Struct calling a __host__ function from a __device__ function is not allowed or a crash

Hello I’m doing the Cuda by example lessons and Chapter 4 has a problem.

struct cuComplexG //GPU version
	 float   r;
	 float   i;
	// cuComplexG(float a, float b) // get error
	__device__ cuComplexG(float a, float b) //Crashes card
		 r = a; i = b;
	__device__ float magnitude2(void) 
		return r * r + i * i;
	__device__ cuComplexG operator*(const cuComplexG& a) 
		return cuComplexG(r*a.r - i*a.i, i*a.r + r*a.i);
	__device__ cuComplexG operator+(const  cuComplexG& a) 
		return cuComplexG(r + a.r, i + a.i);

I get the “calling a host function from a device function is not allowed” error when I use the original code, and when I add the device tag it just crashes the card.
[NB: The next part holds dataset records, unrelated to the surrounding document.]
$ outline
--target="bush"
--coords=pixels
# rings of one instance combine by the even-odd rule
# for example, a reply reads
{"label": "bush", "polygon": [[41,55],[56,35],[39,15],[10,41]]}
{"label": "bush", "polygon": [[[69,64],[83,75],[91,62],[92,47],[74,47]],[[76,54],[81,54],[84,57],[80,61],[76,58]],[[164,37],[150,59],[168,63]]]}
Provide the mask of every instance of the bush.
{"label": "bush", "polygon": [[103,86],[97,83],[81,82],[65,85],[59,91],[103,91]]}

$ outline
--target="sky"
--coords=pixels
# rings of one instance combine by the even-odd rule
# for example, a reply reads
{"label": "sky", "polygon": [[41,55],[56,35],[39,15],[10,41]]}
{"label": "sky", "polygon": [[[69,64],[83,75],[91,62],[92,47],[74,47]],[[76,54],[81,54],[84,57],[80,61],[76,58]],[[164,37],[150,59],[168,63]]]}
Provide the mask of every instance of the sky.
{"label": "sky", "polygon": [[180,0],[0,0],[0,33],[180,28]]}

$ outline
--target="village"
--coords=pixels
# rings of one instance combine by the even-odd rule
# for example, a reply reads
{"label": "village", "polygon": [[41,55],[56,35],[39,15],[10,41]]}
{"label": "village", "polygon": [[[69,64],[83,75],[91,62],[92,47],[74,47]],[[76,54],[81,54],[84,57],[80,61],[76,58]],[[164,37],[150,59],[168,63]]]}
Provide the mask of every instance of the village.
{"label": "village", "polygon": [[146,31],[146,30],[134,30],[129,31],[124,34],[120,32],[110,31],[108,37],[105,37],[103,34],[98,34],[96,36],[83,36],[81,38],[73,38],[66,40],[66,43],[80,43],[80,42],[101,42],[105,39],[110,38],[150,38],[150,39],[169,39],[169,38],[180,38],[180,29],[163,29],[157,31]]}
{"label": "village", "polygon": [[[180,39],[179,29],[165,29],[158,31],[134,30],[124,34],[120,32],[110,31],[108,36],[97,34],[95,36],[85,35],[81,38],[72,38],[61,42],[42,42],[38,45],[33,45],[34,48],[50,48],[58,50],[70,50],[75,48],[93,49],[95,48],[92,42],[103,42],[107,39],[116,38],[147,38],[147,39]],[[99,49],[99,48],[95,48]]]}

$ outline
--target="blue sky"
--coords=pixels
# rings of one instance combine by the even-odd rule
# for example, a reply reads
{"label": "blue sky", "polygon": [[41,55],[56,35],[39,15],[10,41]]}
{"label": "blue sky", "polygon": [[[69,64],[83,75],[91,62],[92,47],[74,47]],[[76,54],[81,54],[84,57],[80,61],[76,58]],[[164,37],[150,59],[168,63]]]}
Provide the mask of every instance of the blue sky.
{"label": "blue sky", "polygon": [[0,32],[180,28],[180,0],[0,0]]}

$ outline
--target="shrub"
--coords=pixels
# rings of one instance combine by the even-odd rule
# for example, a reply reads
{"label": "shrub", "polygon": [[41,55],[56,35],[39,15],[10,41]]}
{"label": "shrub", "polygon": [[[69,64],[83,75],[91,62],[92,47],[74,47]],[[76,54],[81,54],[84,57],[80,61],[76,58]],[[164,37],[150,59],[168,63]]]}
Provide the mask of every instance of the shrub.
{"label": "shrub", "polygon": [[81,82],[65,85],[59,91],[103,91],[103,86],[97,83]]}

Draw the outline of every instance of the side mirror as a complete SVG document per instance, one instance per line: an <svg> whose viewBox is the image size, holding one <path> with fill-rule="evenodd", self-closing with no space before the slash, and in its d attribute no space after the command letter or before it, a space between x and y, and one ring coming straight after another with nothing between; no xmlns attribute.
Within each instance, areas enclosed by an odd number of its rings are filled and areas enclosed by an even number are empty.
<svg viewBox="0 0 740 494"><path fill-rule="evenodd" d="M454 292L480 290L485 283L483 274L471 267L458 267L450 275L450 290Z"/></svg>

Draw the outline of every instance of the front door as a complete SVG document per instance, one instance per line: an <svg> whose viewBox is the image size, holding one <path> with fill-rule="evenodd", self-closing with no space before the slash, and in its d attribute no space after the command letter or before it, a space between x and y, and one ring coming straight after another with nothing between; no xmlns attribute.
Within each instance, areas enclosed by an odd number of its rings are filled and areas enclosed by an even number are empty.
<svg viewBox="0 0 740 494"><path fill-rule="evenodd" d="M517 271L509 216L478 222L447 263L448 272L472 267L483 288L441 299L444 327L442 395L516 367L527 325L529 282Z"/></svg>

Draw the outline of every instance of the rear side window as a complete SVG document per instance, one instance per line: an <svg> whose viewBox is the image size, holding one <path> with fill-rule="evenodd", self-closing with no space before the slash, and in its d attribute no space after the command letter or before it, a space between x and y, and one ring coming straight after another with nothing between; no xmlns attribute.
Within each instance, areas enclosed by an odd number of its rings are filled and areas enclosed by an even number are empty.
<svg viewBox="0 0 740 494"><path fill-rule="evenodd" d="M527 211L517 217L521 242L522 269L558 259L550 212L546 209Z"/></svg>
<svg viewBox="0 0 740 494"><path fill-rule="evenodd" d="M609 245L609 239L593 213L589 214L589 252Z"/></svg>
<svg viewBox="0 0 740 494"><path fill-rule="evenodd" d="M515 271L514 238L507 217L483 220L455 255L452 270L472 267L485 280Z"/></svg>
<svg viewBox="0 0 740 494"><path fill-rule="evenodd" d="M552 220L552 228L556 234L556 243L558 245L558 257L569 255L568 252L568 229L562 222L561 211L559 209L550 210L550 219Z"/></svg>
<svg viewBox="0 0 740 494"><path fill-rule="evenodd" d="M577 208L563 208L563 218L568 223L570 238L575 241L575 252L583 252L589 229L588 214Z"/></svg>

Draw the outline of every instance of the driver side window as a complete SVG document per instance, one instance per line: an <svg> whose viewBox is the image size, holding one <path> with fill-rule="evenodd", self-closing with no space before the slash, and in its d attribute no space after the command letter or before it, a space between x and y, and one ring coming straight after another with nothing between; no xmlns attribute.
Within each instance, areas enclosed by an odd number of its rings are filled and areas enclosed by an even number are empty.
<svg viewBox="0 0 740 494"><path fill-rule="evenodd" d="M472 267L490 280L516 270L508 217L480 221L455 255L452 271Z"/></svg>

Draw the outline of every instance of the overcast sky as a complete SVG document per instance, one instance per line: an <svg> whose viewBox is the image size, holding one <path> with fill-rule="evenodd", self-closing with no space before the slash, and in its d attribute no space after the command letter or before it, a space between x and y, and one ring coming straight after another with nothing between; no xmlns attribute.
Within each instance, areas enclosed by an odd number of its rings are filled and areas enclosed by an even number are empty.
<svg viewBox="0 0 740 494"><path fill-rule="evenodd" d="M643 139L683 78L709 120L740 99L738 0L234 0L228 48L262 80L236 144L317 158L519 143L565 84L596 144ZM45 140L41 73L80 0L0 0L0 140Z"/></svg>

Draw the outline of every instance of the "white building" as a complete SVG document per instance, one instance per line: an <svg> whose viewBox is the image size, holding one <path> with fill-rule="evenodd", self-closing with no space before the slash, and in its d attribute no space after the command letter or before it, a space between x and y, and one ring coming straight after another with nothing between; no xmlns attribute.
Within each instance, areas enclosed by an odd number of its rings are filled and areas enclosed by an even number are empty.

So what is needed to fix this problem?

Using Cuda 7.5, VS 2013

any function that is declared without either host or device qualifiers would be assumed host, I presume… meaning the Constructor defaults to a host only function. Trying to instantiate an object of that class on the GPU (which the device operators apparently do) would cause the reported error.

About the crash, I presume the test kernel using the cuComplexG has an unrelated bug in it?


Both the kernal and julia_CoreG function are in the device,
I commented out the cuComplexG part in julia_CoreG and it runs without a hitch.

__device__ int julia_CoreG(int x, int y) {
	const float scale = 1.5;
	float jx = scale * (float)(DIM / 2 - x) / (DIM / 2);
	float jy = scale * (float)(DIM / 2 - y) / (DIM / 2);

	cuComplexG c(-0.8, 0.156);
	cuComplexG a(jx, jy);

	int i = 0;
	for (i = 0; i<200; i++) {
		a = a * a + c;
		if (a.magnitude2() > 1000)
			return 0;

	return 1;
__global__ void kernelG(unsigned char *ptr) {
	// map from blockIdx to pixel position
	int x = blockIdx.x;
	int y = blockIdx.y;
	int offset = x + y * gridDim.x;

	// now calculate the value at that position
	int juliaValue = julia_CoreG(x, y);
	ptr[offset * 4 + 0] = 255 * juliaValue;
	ptr[offset * 4 + 1] = 0;
	ptr[offset * 4 + 2] = 0;
	ptr[offset * 4 + 3] = 255;

You might be running into a WDDM timeout. You might need to be more specific about “it just crashes the card”.

Perhaps you should review this thread:

The crash error is: Driver stopped responding and successfully recovered.

Ah, so microsoft is the bugger in this… should of known…

Thank you for this information…

Oh fun, Mircosoft changed where the Tdr Keys are…

Are there any other places where one can change the Tdr values?

Cuda 7.5
Driver 358.50
VS 2013

If you’re running a code within nsight visual studio edition, there is a nsight VSE setting for this. I haven’t played with it too much, but I don’t think it affects codes running from the command line when nsight VSE is not running.

Also, a bit of googling may be in order. This is a common issue, and many folks have written their methods. You may find someone who has detailed how to do it on your OS, which you haven’t indicated.

Thanks txbob

That link gave most of the answer I needed, along with the needed hint to solve the problem.
And I did try googling, might of just used the wrong words or folks were not clear on what to do outside of normal thought (since there are new comers to CUDA, who may not know better)

The answer was;
I was using the WRONG debugger, I was using the “Local Windows Debugger”, not the “CUDA debugger” which was not mentioned in the book to be used

Though I should add some NOTES for folks:

  • If "Local Windows Debugger" crashes, go NSIGHT -> Start CUDA debugging ans see if it crashes then.
  • The above also activates the Nsight taskbar app where you can alter the TDR for debug use. (will require system reboot)